A project log for Simple, low-cost FMCW radar

A basic radar system makes radar accessible at low cost for experiments with rangefinding & navigation of autonomous aircraft or spacecraft.

luke-westonLuke Weston 08/15/2014 at 13:021 Comment

Here are a few little components I've been working on lately - reusable, modular, general-purpose building blocks for various RF experiments and R&D.

- HMC431 VCO module with shielded can (top of can not shown)

- A simple breakout board for SOT86/Micro-X RF gain blocks. (Top centre) This could be used with various MMIC devices in that package, from RFMD, Hittite, Mini-Circuits or various other manufacturers, they're all pretty similar. This board provides coupling capacitors, bias tee, power indicator LED, current limiting resistor in the MMIC supply rail, and a few decoupling capacitors. The passive values can easily be changed to suit different devices, so it's a generally usable module. An input attenuator is provided on this board so that the output power can be kept within the amplifier's linear region if the input power is too large.

- HMC717 LNA breakout board (bottom centre).

- Two different Wilkinson dividers, one of which uses a coplanar waveguide architecture (with top groundplane) and one of which uses more a microstrip approach (no top copper pour, fatter tracks compared to CPWG for the same given impedance.) We'll see if they exhibit any performance difference.

- 20-DIP chip provided for scale reference.

I made these boards with no solder mask at all - for a few reasons.

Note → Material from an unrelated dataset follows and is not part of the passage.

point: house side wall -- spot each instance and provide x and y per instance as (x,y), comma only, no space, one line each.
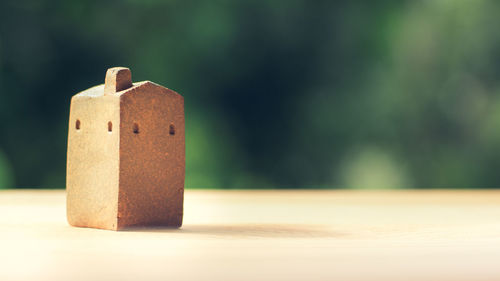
(152,159)
(92,164)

(a) Because the thin dielectric layer of solder mask between the metal and the air introduces a slight error (admittedly it is small) into the physics (for impedance and width calculations etc) because it is not accounted for in the model. 

(b) To see if the board fab would have any issues with it. (No.)

(c) Because it makes it easy to see where all the signal traces are, makes it easy to shunt extra components between the signal tracks and the groundplane (eg. to add extra bypass capacitors), to cut the tracks and hack the boards in other ways, eg. adding extra attenuation, if the need arises.

(d) Because it looks good. OOH SHINY. The slight disadvantage is that the solder looks slightly "messy" (although there aren't any shorts) where it spills across the ENIG groundplane.

I did put a small region of solder mask underneath the 16-pin LNA, because with the 16-pin 0.5mm pitch QFN device I wanted to ensure it soldered successfully without any shorts or problems. (I haven't tested it yet, but to visual inspection it's good.)

Mixer boards are coming, but they haven't arrived yet.

Discussions

Leo wrote 08/19/2014 at 20:08 point
These breakout boards are nice. I may build some for my class. Thanks for sharing.